The third instalment in the Bacon Estate’s groundbreaking series discloses the most exciting new research and information to emerge in many years on this elusive artist. Three of the essays, by Francesca Pipe, Sophie Pretorius and Martin Harrison, are based on archives recently added to the collection of the Estate of Francis Bacon. Very little is known about Bacon’s early career, and the diaries of his two first patrons provide a far deeper understanding of his formative years than has been accessible hitherto. Especially revelatory are the extensive records kept over a long period by Bacon’s doctor, Paul Brass: what they reveal will revolutionise thinking on Bacon.

Sarah Whitfield sheds new light on both Bonnard and Bacon; she has identified concerns the two artists shared that will surprise as well as enlighten. Joyce Townsend draws on her scientific and technical investigations into Tate’s most important Bacon paintings to advance significant new information about Bacon’s methods. Christopher Bucklow is an expert on Japanese art, which forms an important, if unexpected, aspect of his rethinking of the metaphor system in Bacon’s paintings.

Francis Bacon: Shadows

by Martin Harrison

Published 24 June 2021
Francis Bacon: Shadows continues in the revelatory mode established by Inside Francis Bacon. It comprises six essays on diverse topics, interpretative as well as factual, which cumulatively present an abundance of fresh ideas and information about Bacon. The fundamental aim of the series – to rethink Bacon’s art from new perspectives – is impressively fulfilled by the eminent authors.
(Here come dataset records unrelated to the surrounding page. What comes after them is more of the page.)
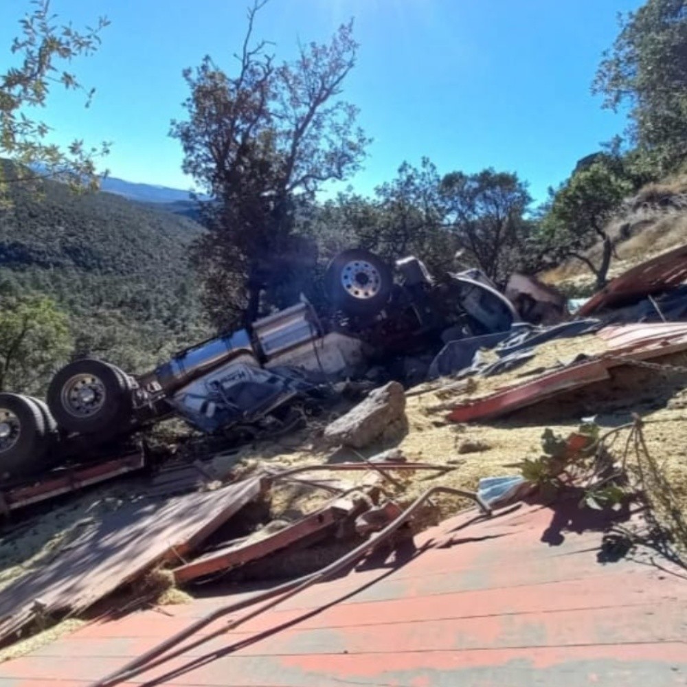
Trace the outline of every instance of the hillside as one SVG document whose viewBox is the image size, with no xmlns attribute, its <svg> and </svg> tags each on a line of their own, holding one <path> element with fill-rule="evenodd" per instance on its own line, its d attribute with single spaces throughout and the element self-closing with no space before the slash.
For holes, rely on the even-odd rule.
<svg viewBox="0 0 687 687">
<path fill-rule="evenodd" d="M 141 370 L 207 333 L 188 262 L 202 230 L 109 193 L 16 184 L 0 208 L 0 280 L 57 300 L 78 354 Z"/>
<path fill-rule="evenodd" d="M 624 202 L 608 231 L 616 249 L 609 278 L 687 243 L 687 177 L 645 186 Z M 585 254 L 598 264 L 601 251 L 598 244 Z M 592 273 L 578 260 L 567 260 L 541 276 L 571 295 L 591 295 L 594 291 Z"/>
</svg>

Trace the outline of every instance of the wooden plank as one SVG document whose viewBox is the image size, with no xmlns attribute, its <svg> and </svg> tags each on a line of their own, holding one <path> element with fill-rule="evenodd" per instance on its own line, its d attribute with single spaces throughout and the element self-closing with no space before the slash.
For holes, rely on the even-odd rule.
<svg viewBox="0 0 687 687">
<path fill-rule="evenodd" d="M 228 570 L 263 558 L 317 532 L 324 535 L 331 525 L 342 519 L 346 514 L 346 510 L 336 506 L 330 506 L 264 539 L 238 546 L 225 547 L 181 565 L 172 571 L 174 580 L 181 584 L 212 573 Z"/>
<path fill-rule="evenodd" d="M 160 501 L 145 499 L 108 513 L 49 565 L 0 592 L 0 640 L 45 612 L 80 611 L 173 555 L 199 546 L 266 483 L 251 477 L 222 489 Z"/>
</svg>

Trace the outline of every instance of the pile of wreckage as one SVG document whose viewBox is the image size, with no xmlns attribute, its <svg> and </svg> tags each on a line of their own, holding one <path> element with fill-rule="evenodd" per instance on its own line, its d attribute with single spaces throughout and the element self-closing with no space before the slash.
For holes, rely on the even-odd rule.
<svg viewBox="0 0 687 687">
<path fill-rule="evenodd" d="M 352 262 L 359 267 L 362 263 L 361 269 L 367 274 L 367 281 L 346 271 Z M 398 305 L 394 317 L 377 317 L 381 312 L 378 310 L 374 322 L 368 322 L 366 328 L 355 325 L 359 335 L 361 331 L 364 334 L 357 339 L 361 346 L 364 344 L 373 351 L 365 357 L 365 370 L 359 376 L 367 386 L 356 387 L 356 392 L 364 395 L 361 403 L 352 407 L 349 404 L 345 412 L 331 421 L 327 418 L 323 423 L 318 418 L 319 429 L 315 433 L 311 453 L 316 456 L 328 451 L 326 460 L 313 460 L 297 466 L 264 461 L 243 472 L 236 465 L 230 470 L 218 470 L 212 460 L 172 462 L 161 468 L 158 466 L 153 474 L 142 477 L 145 462 L 137 464 L 134 469 L 129 459 L 131 471 L 142 480 L 141 493 L 111 509 L 106 508 L 98 517 L 85 517 L 78 523 L 71 539 L 60 544 L 52 560 L 0 590 L 0 643 L 20 637 L 28 628 L 44 627 L 48 620 L 80 614 L 88 609 L 98 608 L 103 612 L 113 608 L 121 610 L 121 598 L 113 600 L 112 595 L 123 588 L 135 587 L 137 581 L 145 581 L 151 571 L 160 569 L 166 571 L 170 583 L 185 587 L 231 580 L 230 574 L 260 561 L 274 567 L 280 559 L 294 552 L 328 546 L 331 551 L 328 560 L 333 562 L 299 578 L 295 586 L 313 583 L 359 560 L 383 541 L 390 541 L 393 545 L 399 538 L 412 538 L 422 526 L 421 518 L 414 519 L 414 516 L 418 515 L 435 494 L 467 499 L 484 515 L 489 515 L 493 509 L 530 494 L 532 485 L 521 476 L 513 475 L 486 477 L 471 485 L 475 491 L 446 486 L 440 480 L 429 482 L 428 488 L 419 494 L 416 489 L 412 494 L 412 490 L 407 493 L 404 491 L 408 475 L 423 472 L 440 477 L 460 470 L 460 464 L 450 463 L 448 457 L 442 462 L 412 460 L 393 447 L 398 443 L 398 438 L 409 431 L 405 412 L 410 399 L 425 394 L 444 399 L 436 408 L 437 426 L 491 421 L 553 396 L 602 383 L 623 366 L 646 364 L 687 352 L 687 322 L 682 322 L 687 319 L 687 286 L 684 284 L 687 280 L 687 247 L 655 258 L 613 280 L 585 304 L 574 317 L 566 315 L 559 295 L 536 280 L 514 278 L 508 291 L 509 297 L 506 299 L 502 294 L 495 296 L 493 286 L 473 278 L 477 275 L 464 275 L 460 285 L 462 313 L 455 322 L 449 323 L 458 328 L 461 333 L 458 337 L 455 329 L 451 333 L 445 326 L 445 313 L 440 323 L 432 319 L 436 316 L 436 312 L 430 311 L 436 302 L 429 289 L 433 282 L 421 263 L 415 261 L 404 269 L 407 271 L 405 286 L 395 297 L 409 297 L 409 291 L 416 286 L 416 295 Z M 362 300 L 376 297 L 379 291 L 373 288 L 379 276 L 376 262 L 365 262 L 356 255 L 345 262 L 344 273 L 344 282 L 353 280 L 351 283 L 357 284 L 363 291 L 372 285 Z M 414 282 L 415 278 L 417 280 Z M 391 293 L 383 302 L 387 312 L 394 310 L 388 304 Z M 471 297 L 476 300 L 473 302 Z M 412 326 L 404 319 L 409 317 L 409 312 L 414 313 Z M 403 313 L 403 317 L 398 313 Z M 349 370 L 352 357 L 354 359 L 363 349 L 358 344 L 349 345 L 348 339 L 353 338 L 350 329 L 347 334 L 341 330 L 318 333 L 318 337 L 328 337 L 335 342 L 335 346 L 328 348 L 320 339 L 313 339 L 313 322 L 302 319 L 302 308 L 289 313 L 291 321 L 297 323 L 301 335 L 299 346 L 289 349 L 291 371 L 284 370 L 285 354 L 278 361 L 279 365 L 271 368 L 268 359 L 260 369 L 280 380 L 290 380 L 290 401 L 295 402 L 300 395 L 295 392 L 299 385 L 306 396 L 322 398 L 323 384 L 308 381 L 308 374 L 318 372 L 325 374 L 324 385 L 330 393 L 340 394 L 350 382 L 344 379 L 345 375 L 338 381 L 333 381 L 327 374 L 328 368 L 338 366 L 339 372 Z M 530 322 L 525 321 L 526 316 Z M 363 315 L 359 313 L 357 317 Z M 280 317 L 280 326 L 283 313 Z M 504 326 L 504 318 L 507 326 Z M 354 319 L 349 311 L 347 326 L 352 327 L 350 320 Z M 543 324 L 552 321 L 555 324 Z M 273 319 L 271 324 L 275 322 Z M 466 322 L 471 323 L 474 335 L 465 335 Z M 284 330 L 271 329 L 269 324 L 262 323 L 258 328 L 263 346 L 271 342 L 278 348 Z M 294 330 L 288 331 L 293 336 Z M 595 341 L 602 343 L 602 346 L 599 344 L 600 352 L 595 353 L 590 348 L 588 353 L 559 361 L 552 367 L 528 366 L 543 344 L 592 334 L 595 335 Z M 403 348 L 405 385 L 384 379 L 394 376 L 392 369 L 374 369 L 375 356 L 383 350 L 385 341 L 391 350 Z M 427 350 L 431 350 L 431 346 L 427 348 L 428 341 L 439 349 L 432 352 L 429 361 Z M 301 376 L 297 379 L 293 372 L 296 364 L 293 350 L 307 363 L 300 368 Z M 338 352 L 337 355 L 333 350 Z M 312 354 L 306 355 L 306 351 Z M 327 360 L 322 359 L 323 354 Z M 423 368 L 421 374 L 409 363 L 418 357 L 422 359 L 421 364 L 417 363 L 418 368 Z M 359 359 L 357 361 L 361 362 Z M 165 374 L 174 372 L 183 376 L 185 372 L 181 363 L 178 368 L 174 365 L 174 361 L 168 363 L 170 369 L 166 368 Z M 499 385 L 499 375 L 521 368 L 524 372 L 519 376 L 511 376 L 507 385 Z M 470 381 L 491 377 L 495 378 L 495 383 L 484 387 L 486 392 L 475 394 Z M 157 379 L 164 381 L 164 377 L 161 374 Z M 155 389 L 157 383 L 152 376 L 139 379 L 138 383 L 137 392 L 146 384 L 153 385 L 150 388 Z M 196 383 L 193 383 L 196 386 L 190 390 L 188 387 L 181 390 L 177 387 L 172 398 L 177 408 L 185 408 L 183 412 L 196 417 L 196 425 L 200 426 L 216 416 L 208 414 L 207 403 L 214 401 L 205 398 L 204 409 L 202 404 L 193 405 L 189 396 L 199 388 Z M 214 387 L 219 397 L 221 385 Z M 374 388 L 368 392 L 370 387 Z M 82 388 L 88 389 L 88 385 Z M 283 392 L 282 386 L 279 389 Z M 90 396 L 82 394 L 80 398 L 83 404 Z M 282 396 L 280 398 L 284 400 Z M 277 407 L 273 403 L 267 405 L 271 411 Z M 204 419 L 198 419 L 201 416 Z M 344 460 L 341 455 L 348 455 L 348 459 Z M 72 485 L 83 486 L 78 480 L 73 480 Z M 300 517 L 293 513 L 284 516 L 282 513 L 275 521 L 270 499 L 280 490 L 293 487 L 319 495 L 313 502 L 317 506 L 300 513 Z M 64 491 L 67 491 L 66 487 Z M 41 513 L 29 513 L 27 521 L 41 517 Z M 20 520 L 10 523 L 9 527 L 5 536 L 11 537 L 14 531 L 12 528 L 21 530 L 25 525 Z M 285 571 L 283 576 L 288 577 L 289 572 Z M 289 584 L 292 588 L 295 583 Z M 147 603 L 151 598 L 155 599 L 144 585 L 137 589 L 137 594 L 127 598 L 124 609 L 132 603 Z M 109 600 L 102 607 L 104 599 Z"/>
</svg>

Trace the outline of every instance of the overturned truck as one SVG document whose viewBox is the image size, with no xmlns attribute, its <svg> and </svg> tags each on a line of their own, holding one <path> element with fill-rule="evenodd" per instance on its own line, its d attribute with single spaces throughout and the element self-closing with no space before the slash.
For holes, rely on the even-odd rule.
<svg viewBox="0 0 687 687">
<path fill-rule="evenodd" d="M 55 374 L 45 402 L 0 394 L 0 475 L 41 475 L 172 415 L 205 432 L 264 422 L 376 359 L 436 351 L 519 319 L 479 270 L 437 280 L 414 257 L 392 270 L 371 253 L 346 251 L 332 261 L 326 284 L 326 318 L 304 301 L 144 374 L 85 359 Z"/>
</svg>

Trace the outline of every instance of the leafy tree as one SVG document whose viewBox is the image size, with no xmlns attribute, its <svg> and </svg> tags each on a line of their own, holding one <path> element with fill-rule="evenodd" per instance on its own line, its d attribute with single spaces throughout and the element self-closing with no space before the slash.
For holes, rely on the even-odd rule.
<svg viewBox="0 0 687 687">
<path fill-rule="evenodd" d="M 45 296 L 19 296 L 0 284 L 0 391 L 35 392 L 66 362 L 69 319 Z"/>
<path fill-rule="evenodd" d="M 50 10 L 49 0 L 32 0 L 32 10 L 21 20 L 21 34 L 11 51 L 18 63 L 0 73 L 0 157 L 11 157 L 26 165 L 39 166 L 38 176 L 54 176 L 70 181 L 75 188 L 97 185 L 95 159 L 107 153 L 108 145 L 88 148 L 73 142 L 66 150 L 46 142 L 50 127 L 27 115 L 45 106 L 51 89 L 57 85 L 87 95 L 87 106 L 94 89 L 87 91 L 69 69 L 74 59 L 92 54 L 100 43 L 104 18 L 95 28 L 84 31 L 60 24 Z M 22 170 L 21 167 L 15 168 Z M 5 177 L 0 170 L 0 194 L 8 183 L 29 180 L 36 172 L 24 169 L 16 177 Z"/>
<path fill-rule="evenodd" d="M 357 109 L 337 100 L 355 63 L 352 24 L 278 65 L 264 41 L 251 47 L 265 2 L 249 10 L 235 74 L 210 57 L 185 71 L 188 118 L 172 124 L 184 171 L 213 199 L 203 203 L 210 231 L 194 260 L 220 326 L 253 321 L 312 264 L 315 247 L 294 230 L 298 208 L 323 184 L 355 171 L 368 142 L 355 124 Z"/>
<path fill-rule="evenodd" d="M 665 172 L 687 155 L 687 4 L 648 0 L 620 21 L 593 91 L 606 107 L 629 105 L 631 139 Z"/>
<path fill-rule="evenodd" d="M 596 277 L 597 289 L 605 286 L 613 254 L 607 225 L 632 190 L 631 183 L 603 160 L 578 169 L 552 194 L 541 221 L 541 235 L 550 256 L 582 261 Z M 602 255 L 596 264 L 583 251 L 599 240 Z"/>
<path fill-rule="evenodd" d="M 492 168 L 447 174 L 441 181 L 447 218 L 460 247 L 497 283 L 519 262 L 532 199 L 517 174 Z"/>
</svg>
Martin Harrison opens the book with some hitherto unseen Bacon-related photographs and includes a tribute to the great Bacon scholar, David Boxer (1946–2017). Christopher Bucklow turns his attention to the contrast between Bacon's art and the art of our own times, setting Bacon in the context of Romantic Modernism's confidence in the unconscious as a source. Amanda Harrison’s essay explores imagery in Bacon’s paintings that relates to esoteric, mythological and alchemical themes, while Stefan Haus draws on the ideas of philosophers from Plato to Hegel to consider the impact of Bacon’s art. Hugh Davies’s unexpurgated 1973 Bacon Diaries are published here in their entirety for the first time, revealing a more complete view of Bacon as both man and artist. Sophie Pretorius examines Tate's Barry Joule Archive, a collection of working materials and drawings attributed to Bacon.

Finally, Martin Harrison explores Francis Bacon's Lost Paintings – works Bacon dubbed 'failures', but preserved by his Estate and published here for the very first time.